Index funds are designed to replicate the performance of their underlying portfolio. These funds give investors an opportunity to spread their portfolio across securities of a specific index without changing portfolio composition. Index funds that invest in NIFTY have a portfolio comprising of the top 50 company stocks. Similarly, an index fund that invests in SENSEX will comprise of top 30 underlying stocks that form the index.

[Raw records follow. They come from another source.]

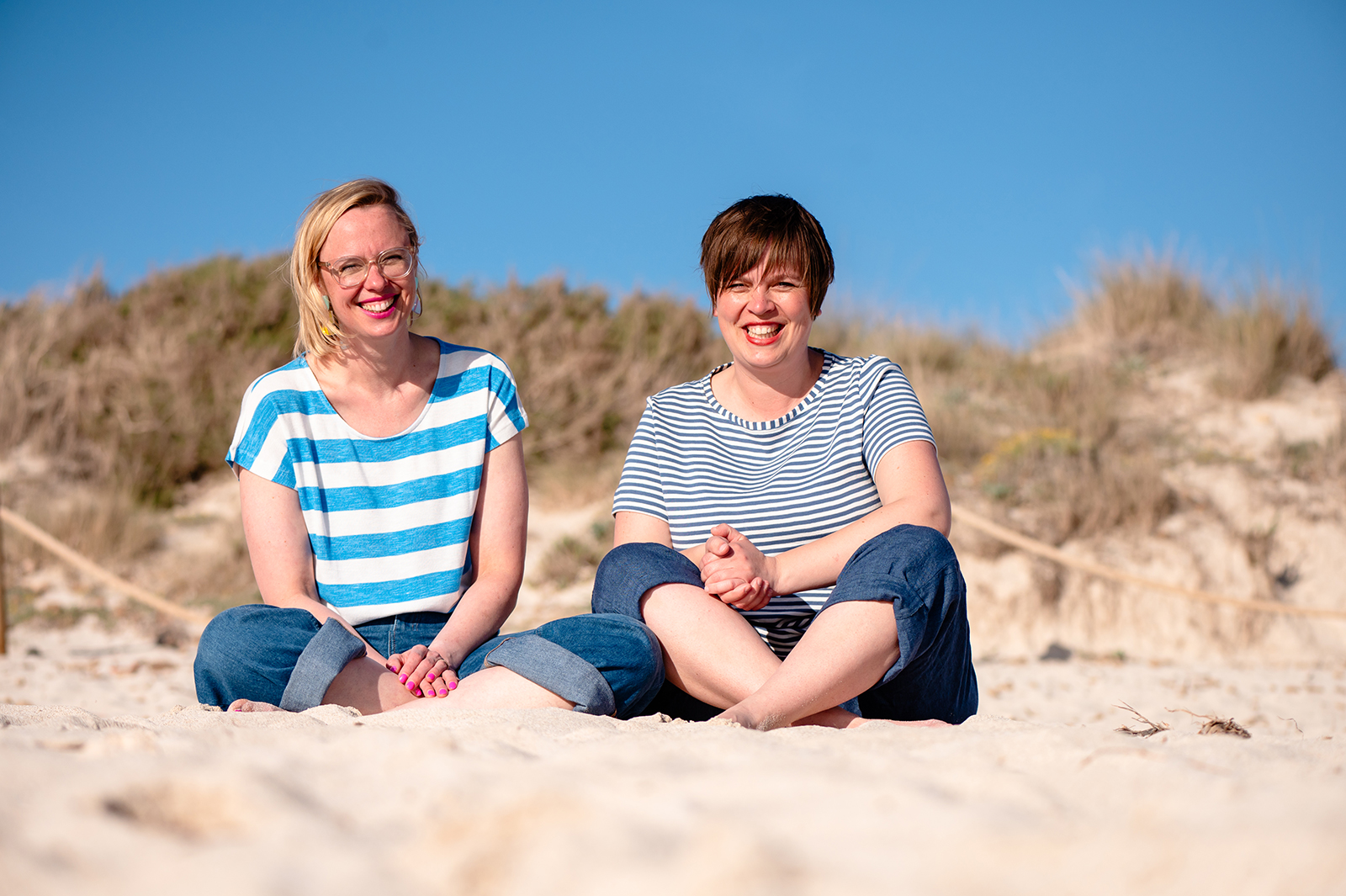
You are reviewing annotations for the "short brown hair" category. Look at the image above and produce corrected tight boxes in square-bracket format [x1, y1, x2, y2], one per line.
[287, 178, 420, 357]
[702, 195, 836, 317]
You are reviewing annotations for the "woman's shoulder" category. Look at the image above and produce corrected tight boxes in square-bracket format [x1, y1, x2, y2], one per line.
[823, 348, 906, 382]
[426, 337, 514, 379]
[244, 355, 318, 404]
[644, 364, 729, 409]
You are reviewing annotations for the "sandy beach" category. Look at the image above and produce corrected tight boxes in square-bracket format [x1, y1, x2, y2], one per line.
[0, 602, 1346, 893]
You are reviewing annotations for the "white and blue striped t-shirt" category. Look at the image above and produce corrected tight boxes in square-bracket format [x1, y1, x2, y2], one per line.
[226, 341, 527, 626]
[612, 350, 934, 656]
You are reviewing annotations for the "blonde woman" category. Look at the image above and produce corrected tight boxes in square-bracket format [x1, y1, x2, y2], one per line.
[195, 179, 662, 717]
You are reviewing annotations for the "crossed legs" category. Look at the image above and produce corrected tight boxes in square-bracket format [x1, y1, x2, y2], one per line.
[641, 584, 915, 730]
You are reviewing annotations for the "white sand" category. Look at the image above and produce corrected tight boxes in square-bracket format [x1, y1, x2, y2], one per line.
[0, 626, 1346, 894]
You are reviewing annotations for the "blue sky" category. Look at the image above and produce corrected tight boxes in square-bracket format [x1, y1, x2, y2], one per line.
[0, 0, 1346, 354]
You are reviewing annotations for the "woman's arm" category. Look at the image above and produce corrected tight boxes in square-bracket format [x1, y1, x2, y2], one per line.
[236, 467, 388, 663]
[700, 440, 951, 595]
[429, 436, 527, 670]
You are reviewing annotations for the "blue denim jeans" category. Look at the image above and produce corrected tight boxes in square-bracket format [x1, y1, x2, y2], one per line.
[195, 604, 664, 718]
[594, 525, 978, 724]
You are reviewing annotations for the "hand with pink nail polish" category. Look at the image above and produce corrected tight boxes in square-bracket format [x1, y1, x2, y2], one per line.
[389, 644, 458, 697]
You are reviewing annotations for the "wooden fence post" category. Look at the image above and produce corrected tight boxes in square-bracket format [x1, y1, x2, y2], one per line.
[0, 485, 9, 655]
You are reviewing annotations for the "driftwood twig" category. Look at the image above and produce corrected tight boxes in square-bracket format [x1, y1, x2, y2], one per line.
[1113, 702, 1168, 737]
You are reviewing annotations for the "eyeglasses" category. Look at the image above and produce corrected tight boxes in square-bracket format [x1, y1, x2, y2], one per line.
[318, 247, 416, 287]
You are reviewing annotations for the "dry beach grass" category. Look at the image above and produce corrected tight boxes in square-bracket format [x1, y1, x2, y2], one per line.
[0, 258, 1346, 894]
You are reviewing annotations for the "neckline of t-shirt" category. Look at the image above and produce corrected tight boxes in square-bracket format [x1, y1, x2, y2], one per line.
[702, 346, 837, 429]
[296, 337, 447, 442]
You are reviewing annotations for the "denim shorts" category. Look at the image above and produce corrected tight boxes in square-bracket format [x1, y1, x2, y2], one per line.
[195, 604, 664, 718]
[594, 525, 978, 724]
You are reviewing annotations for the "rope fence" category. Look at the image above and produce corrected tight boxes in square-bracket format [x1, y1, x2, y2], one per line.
[0, 505, 1346, 644]
[0, 507, 210, 626]
[953, 505, 1346, 619]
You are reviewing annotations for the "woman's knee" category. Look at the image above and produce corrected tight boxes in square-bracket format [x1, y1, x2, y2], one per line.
[522, 613, 664, 718]
[592, 542, 702, 619]
[837, 523, 958, 591]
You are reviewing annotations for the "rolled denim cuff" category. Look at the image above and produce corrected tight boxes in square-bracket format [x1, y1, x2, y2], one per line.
[483, 635, 617, 716]
[591, 542, 702, 622]
[280, 619, 368, 713]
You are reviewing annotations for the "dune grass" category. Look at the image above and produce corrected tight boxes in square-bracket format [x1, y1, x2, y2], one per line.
[0, 257, 1343, 591]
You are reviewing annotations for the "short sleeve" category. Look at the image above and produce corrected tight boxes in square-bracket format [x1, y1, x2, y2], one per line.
[486, 355, 527, 451]
[612, 398, 668, 521]
[225, 368, 305, 488]
[863, 358, 934, 475]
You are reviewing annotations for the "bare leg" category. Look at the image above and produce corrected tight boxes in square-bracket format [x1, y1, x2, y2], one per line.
[393, 666, 575, 710]
[716, 600, 900, 730]
[641, 582, 872, 728]
[229, 656, 575, 716]
[641, 582, 781, 708]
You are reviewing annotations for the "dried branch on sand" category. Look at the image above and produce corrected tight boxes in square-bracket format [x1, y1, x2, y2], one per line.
[1168, 709, 1254, 737]
[1113, 703, 1168, 737]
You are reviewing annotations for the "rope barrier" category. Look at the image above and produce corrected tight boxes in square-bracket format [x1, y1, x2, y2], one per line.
[953, 505, 1346, 619]
[0, 505, 1346, 626]
[0, 507, 210, 626]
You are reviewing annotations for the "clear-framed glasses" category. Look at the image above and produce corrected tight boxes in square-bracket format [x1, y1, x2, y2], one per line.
[318, 247, 416, 288]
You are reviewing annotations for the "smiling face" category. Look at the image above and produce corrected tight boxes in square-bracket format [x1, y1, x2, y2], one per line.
[715, 257, 813, 373]
[318, 206, 416, 339]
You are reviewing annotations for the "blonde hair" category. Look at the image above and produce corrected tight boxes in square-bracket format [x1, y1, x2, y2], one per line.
[285, 178, 420, 358]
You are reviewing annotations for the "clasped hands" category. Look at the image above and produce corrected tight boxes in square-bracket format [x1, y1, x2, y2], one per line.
[388, 644, 458, 697]
[697, 523, 776, 609]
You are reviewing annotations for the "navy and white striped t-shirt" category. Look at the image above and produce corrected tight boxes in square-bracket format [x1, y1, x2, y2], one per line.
[612, 350, 934, 656]
[226, 341, 527, 626]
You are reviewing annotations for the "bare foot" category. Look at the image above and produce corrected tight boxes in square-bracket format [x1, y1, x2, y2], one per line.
[227, 700, 285, 713]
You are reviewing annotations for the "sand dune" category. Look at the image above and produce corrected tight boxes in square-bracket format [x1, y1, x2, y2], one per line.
[0, 613, 1346, 894]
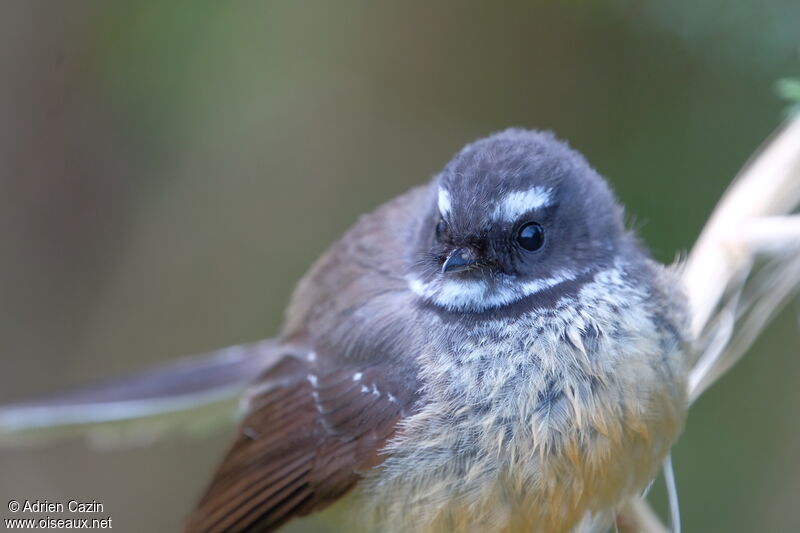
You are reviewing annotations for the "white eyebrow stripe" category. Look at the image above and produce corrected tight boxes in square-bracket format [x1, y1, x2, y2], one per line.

Because the fund manager of an index fund does not actively buy or sell securities from its underlying portfolio to generate capital appreciation, it is called a passive fund. The fund manager does not have to do intrinsic research to pick stocks for the index fund portfolio, neither do they have to manage the fund actively or decide which stocks to hold or which stocks to sell. This type of investment style is considered passive where the index fund aims to replicate the performance of its underlying securities rather than trying to outperform the benchmark like most other schemes.
Since these funds mostly invest in indexes that comprise of top 50 or top 30 company stocks, they give investors exposure to bluechip stocks. Blue-chip stocks consist of stocks belonging to large cap companies that are financially stable and have a solid reputation in the industry. Hence, investors who want exposure to a portfolio of securities that are less volatile than other equity oriented mutual fund schemes can consider investing in index funds.
Are index funds a low cost investment?
As mentioned earlier, index funds are passively managed. Although they have a fund manager overlooking the overall performance of the portfolio, there is very little participation involved. This makes index funds a cost effective investment option as opposed to other actively managed mutual funds that have a relatively high expense ratio.
The expense ratio of an index fund is usually below 1%, sometimes even less than .50%. For those who do not know, the expense ratio is the total recurring costs like management fees, operational costs, etc. which the Asset Management Company must take care for ensuring the smooth operation of the index fund. These expenses are recovered by the AMC by levying an expense ratio on the mutual fund. The expense ratio isn’t an additional charge but is a sum that is deducted from the investor’s total capital gains. In the long run, those who invest in mutual fund schemes with a high expense ratio might end up giving away a large portion of their capital gains.
Can you create wealth with index funds?
To create wealth with market linked schemes like index funds, investors need a long investment time horizon spanning over 5 to 7 years or more. That’s because even if you look at the stock market, you need to have patience to create wealth. Equity markets are volatile in nature and investments made in equity can generate negative returns in the short run.
Also, if you are planning on building a wealth corpus that can be Rs 1 crore or more, you need to start a monthly SIP in index funds. Systematic Investment Plan allows retail investors to save and invest a fixed sum regularly in index funds. Investors can decide an amount that they are comfortable investing and invest that sum regularly till their investment objective is accomplished. Investors who don’t know exactly how much to invest regularly to get closer to their ultimate financial goal can take the help of the online SIP calculator.
However, the key to long term wealth creation is systematic and disciplined investing and investors must ensure that they do not stop their investment journey midway.